SSH Login Attempts
-
I am seeing ssh login attempts in the System Log like the following:
Aug 1 11:13:26 sshd 72971 Disconnected from 94.23.195.112 port 37754 [preauth] Aug 1 11:13:26 sshd 72971 Received disconnect from 94.23.195.112 port 37754:11: Normal Shutdown, Thank you for playing [preauth] Aug 1 11:13:26 sshd 72971 input_userauth_request: invalid user mattes [preauth] Aug 1 11:13:26 sshd 72971 Invalid user mattes from 94.23.195.112 Aug 1 11:10:19 sshd 79359 Disconnected from 185.113.240.93 port 45598In System | Advanced I did have "Enable Secure Shell" checked and also "Disable password login for Secure Shell (RSA/DSA key only)". But I assumed that without adding a WAN or floating firewall rule to accept SSH (22) traffic it would be blocked by default. I was thinking it would work like the webGUI and only accept logins from the local traffic.

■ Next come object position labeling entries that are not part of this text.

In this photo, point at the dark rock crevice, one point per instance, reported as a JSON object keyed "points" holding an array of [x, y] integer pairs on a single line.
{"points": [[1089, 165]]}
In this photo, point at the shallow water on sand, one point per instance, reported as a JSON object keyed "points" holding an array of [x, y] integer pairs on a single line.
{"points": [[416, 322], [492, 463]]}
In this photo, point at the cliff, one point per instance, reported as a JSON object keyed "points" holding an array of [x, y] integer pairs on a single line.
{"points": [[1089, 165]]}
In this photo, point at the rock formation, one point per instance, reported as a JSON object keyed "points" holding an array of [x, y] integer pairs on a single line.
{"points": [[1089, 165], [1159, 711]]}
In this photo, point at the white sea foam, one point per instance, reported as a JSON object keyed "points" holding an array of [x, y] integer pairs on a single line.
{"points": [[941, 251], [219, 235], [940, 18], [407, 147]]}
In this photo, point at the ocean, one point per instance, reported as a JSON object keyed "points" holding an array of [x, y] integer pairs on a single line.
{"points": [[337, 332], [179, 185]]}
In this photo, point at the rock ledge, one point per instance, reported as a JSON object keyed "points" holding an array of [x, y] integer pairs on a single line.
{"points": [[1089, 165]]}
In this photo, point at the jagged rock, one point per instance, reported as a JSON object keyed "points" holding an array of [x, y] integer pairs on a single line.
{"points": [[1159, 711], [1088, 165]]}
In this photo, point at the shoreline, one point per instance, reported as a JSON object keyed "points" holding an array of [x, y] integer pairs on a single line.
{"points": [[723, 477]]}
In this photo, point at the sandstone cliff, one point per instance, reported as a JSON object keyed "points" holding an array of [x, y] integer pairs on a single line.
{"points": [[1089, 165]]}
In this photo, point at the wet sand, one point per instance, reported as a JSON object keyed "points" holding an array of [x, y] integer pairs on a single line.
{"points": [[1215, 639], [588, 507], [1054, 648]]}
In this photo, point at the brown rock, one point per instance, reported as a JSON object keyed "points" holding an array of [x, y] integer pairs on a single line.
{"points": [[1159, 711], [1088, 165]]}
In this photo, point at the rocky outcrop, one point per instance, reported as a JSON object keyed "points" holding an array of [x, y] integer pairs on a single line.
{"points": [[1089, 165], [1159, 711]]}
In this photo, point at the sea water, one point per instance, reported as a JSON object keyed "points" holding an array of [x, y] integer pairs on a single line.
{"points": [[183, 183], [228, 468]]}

What is the default behavior? Does checking "Enable Secure Shell" allow outside ssh access?
Thanks
-Andrew -
@ahking19 said in SSH Login Attempts:
n System | Advanced I did have "Enable Secure Shell" checked and also "Disable
"Does checking "Enable Secure Shell" allow outside ssh access?" No.
Do you have a firewall rule on your WAN enabling SSH, SSH inbound to the WAN interface would be blocked by default ?

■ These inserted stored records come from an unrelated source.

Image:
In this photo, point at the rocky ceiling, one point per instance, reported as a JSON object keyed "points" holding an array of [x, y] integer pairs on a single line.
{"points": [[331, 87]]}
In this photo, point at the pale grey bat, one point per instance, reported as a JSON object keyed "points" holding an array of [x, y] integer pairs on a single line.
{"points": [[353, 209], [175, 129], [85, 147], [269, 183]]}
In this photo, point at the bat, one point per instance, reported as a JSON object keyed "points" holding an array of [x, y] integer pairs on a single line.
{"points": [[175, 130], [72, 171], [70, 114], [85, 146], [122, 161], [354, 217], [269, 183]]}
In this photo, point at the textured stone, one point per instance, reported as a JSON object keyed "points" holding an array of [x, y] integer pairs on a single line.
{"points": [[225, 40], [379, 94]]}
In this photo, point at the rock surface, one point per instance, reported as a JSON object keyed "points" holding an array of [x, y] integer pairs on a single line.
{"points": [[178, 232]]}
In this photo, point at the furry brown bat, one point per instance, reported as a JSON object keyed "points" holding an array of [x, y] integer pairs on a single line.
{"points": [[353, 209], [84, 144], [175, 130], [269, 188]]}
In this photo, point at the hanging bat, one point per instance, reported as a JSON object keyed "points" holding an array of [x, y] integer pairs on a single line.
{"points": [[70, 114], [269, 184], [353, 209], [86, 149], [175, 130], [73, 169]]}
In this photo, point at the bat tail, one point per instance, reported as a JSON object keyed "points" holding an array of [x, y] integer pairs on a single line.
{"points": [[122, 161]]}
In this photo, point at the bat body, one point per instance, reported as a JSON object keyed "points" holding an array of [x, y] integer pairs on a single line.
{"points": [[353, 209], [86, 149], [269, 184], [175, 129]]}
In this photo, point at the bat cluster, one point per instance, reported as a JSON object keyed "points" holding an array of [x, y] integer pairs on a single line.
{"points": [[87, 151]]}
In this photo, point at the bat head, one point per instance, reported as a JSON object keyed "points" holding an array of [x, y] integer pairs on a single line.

Looks like brute force SSH to me.
https://www.abuseipdb.com/check/94.23.195.112
https://www.abuseipdb.com/check/185.113.240.93
-
I don't currently have an active WAN firewall rule to allow inbound port 22.

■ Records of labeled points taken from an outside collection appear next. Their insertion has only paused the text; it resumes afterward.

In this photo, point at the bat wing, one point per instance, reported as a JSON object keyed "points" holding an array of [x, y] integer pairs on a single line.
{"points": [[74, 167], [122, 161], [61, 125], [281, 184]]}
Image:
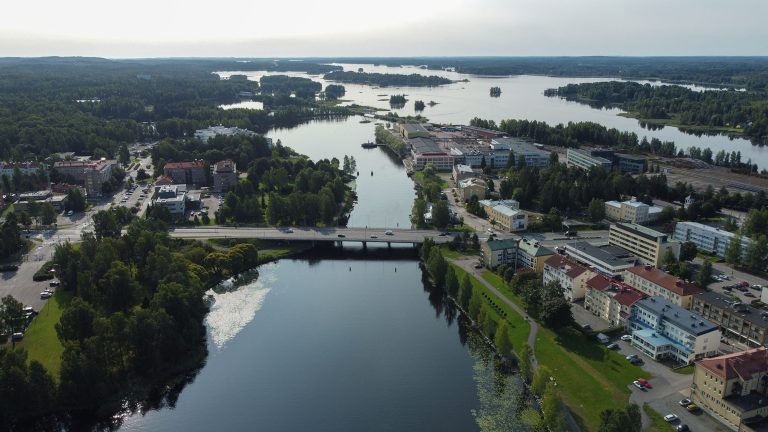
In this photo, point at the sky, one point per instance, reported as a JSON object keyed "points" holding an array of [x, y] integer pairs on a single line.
{"points": [[334, 28]]}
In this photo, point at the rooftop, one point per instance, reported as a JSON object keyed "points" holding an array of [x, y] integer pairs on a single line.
{"points": [[682, 318], [735, 307], [738, 365], [665, 280]]}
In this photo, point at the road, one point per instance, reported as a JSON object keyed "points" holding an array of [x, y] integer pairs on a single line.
{"points": [[313, 234]]}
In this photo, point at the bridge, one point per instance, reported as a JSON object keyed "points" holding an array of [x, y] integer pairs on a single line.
{"points": [[332, 234]]}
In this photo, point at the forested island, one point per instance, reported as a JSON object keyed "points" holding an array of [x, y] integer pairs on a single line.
{"points": [[383, 80], [712, 110]]}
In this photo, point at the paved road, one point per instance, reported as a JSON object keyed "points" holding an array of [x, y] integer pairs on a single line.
{"points": [[313, 234]]}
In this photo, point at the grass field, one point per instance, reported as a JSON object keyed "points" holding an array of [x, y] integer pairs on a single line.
{"points": [[40, 339]]}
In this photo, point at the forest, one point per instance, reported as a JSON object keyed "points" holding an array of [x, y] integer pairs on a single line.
{"points": [[726, 110]]}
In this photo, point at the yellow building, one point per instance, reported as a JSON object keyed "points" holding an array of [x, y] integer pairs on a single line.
{"points": [[647, 244], [733, 388]]}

I did have a rule that was port forwarding 22 to an SFTP server but that rule is disabled, although it exists. Haven't used the SFTP server in 10-12 months so I could delete the rule.
-Andrew
-
post up your wan rules.. NO turning on enable ssh does not auto create wan rule to allow traffic.
Do you have any floating rules?
-
I used this on my Pi running FreeBSD if ever you need to block SSH brute force attacks:-
https://www.cyberciti.biz/faq/freebsd-openbsd-pf-stop-ftp-bruteforce-attacks/
-
pfsense has built in lockout of failed attempts
https://www.netgate.com/docs/pfsense/firewall/sshlockout.html
Sure there is a way to adjust the number of fails - but I do not think its in the gui anywhere.
-
@johnpoz Here are the rules
-
How about the floating rules ?
-
Dude your rule right there on top allows ANY Ip in that pfb_europe_v4 to anything... Why in the world would you have such a rule???
-
No floating rules
-
That first rule allows access to anything.. Coming from anything in that alias.. So no shit getting brute force on ssh, and your gui to as well.
Why do you think you need such a rule?
-
@johnpoz said in SSH Login Attempts:
Dude your rule right there on top allows ANY Ip in that pfb_europe_v4 to anything... Why in the world would you have such a rule???
What John said, if you look in the firewall logs, you'll see it as its logging it.
-
Damn, was temp rule for team working in France. Updated rule to only allow OpenVPN.
-
That rule is pointless since you have a rule just below it that allows vpn any source. Unless you just want to log those from that alias?
-
There is a block rule in between if NOT North America.
-
@ahking19 said in SSH Login Attempts:
North America.
Wouldn't it be better to change the block rule in between if NOT North America to a pass North America, then the rule beneath block any OpenVPN and log?
-
True.. on the ! NA rule.
But you could for sure write those rules a bit more clear.. But without knowing EXACTLY what your wanting to do its just guessing, etc.
-
That would be fine for OpenVPN. But also don't need HTTP & HTTPS sites available outside North America. Not sure how/if I can combine pfBlocker rule with NAT rule. if that makes sense...
-Andrew
-
Sure you can if you just use its aliases - they can be used anywhere you want.. Rule, Nat, etc.
-
Thanks. I'll take a look at using the pfBlocker aliases.